I'm transitioning from a custom-built WebSocket server to LiveKit for a customer support voice agent. One of our biggest pain points is "barge-in"—the agent keeps talking for 2 seconds after the user interrupts. Does the LiveKit Agents framework handle the suppression of the audio stream natively, or do I need to manually clear the TTS buffer when VAD (Voice Activity Detection) triggers?
3 answers
The beauty of LiveKit is that it’s WebRTC-based, not just a raw WebSocket. The AgentSession includes a turn_detection parameter that uses a specialized Silero VAD model. When it detects user speech, the framework sends an immediate "cancel" signal to the TTS provider and stops the outgoing audio track in the room. In my experience, this reduces the "awkward overlap" to sub-200ms, which is night and day compared to trying to coordinate this manually over WebSockets.
Are you using the default Silero VAD, or have you tried a more sensitive model for noisy environments?
Check out the AgentSession.generate_reply() docs; it has a flag specifically for handling task cancellation during interruptions.
Good point, Charles.

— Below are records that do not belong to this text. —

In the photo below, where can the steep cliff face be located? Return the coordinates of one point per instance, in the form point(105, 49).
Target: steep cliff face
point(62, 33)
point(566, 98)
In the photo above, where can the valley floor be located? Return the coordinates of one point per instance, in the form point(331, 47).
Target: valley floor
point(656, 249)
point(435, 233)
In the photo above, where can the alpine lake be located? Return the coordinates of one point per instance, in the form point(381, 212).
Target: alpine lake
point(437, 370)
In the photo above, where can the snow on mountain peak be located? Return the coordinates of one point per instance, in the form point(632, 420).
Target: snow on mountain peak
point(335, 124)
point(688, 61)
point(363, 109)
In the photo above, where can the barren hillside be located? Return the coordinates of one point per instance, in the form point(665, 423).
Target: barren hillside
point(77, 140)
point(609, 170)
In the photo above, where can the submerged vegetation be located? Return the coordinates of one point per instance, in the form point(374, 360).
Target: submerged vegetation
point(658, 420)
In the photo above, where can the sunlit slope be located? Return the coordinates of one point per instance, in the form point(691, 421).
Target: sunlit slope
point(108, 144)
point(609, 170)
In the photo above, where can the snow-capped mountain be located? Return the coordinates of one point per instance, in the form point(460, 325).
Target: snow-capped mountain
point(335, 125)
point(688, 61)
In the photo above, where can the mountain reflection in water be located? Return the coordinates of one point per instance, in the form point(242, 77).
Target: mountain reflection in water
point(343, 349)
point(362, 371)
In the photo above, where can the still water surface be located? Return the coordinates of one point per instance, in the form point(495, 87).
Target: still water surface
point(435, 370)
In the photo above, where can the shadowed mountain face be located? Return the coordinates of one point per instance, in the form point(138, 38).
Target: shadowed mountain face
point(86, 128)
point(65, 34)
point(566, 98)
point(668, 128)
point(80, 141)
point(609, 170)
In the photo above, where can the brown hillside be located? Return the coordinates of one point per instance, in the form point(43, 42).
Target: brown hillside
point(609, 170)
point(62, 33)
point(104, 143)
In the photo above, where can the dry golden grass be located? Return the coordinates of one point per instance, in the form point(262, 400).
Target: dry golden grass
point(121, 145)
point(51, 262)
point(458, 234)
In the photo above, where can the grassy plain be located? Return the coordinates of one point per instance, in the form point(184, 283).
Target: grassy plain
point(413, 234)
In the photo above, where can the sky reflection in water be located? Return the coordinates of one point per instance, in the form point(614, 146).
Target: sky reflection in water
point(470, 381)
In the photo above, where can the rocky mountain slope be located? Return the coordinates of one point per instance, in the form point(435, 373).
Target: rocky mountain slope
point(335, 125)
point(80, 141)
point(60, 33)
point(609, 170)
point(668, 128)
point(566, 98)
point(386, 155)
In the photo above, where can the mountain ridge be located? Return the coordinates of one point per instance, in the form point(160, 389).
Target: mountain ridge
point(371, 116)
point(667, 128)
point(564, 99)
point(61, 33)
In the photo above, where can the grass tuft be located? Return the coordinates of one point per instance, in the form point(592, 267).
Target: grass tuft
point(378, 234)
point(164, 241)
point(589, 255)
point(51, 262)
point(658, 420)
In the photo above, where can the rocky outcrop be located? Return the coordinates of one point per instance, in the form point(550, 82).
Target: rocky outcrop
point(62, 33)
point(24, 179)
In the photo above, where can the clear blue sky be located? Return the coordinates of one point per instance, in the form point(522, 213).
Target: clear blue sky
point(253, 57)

Properly handling the interruption means the LLM needs to know it was cut off so it can resume or pivot in the next turn. LiveKit manages that state remarkably well.
I’m sticking with Silero for now. The key is actually tuning the min_speech_duration in LiveKit. If you set it too low, every cough or keyboard click will kill the agent's response, which is just as frustrating for the user as a late interruption.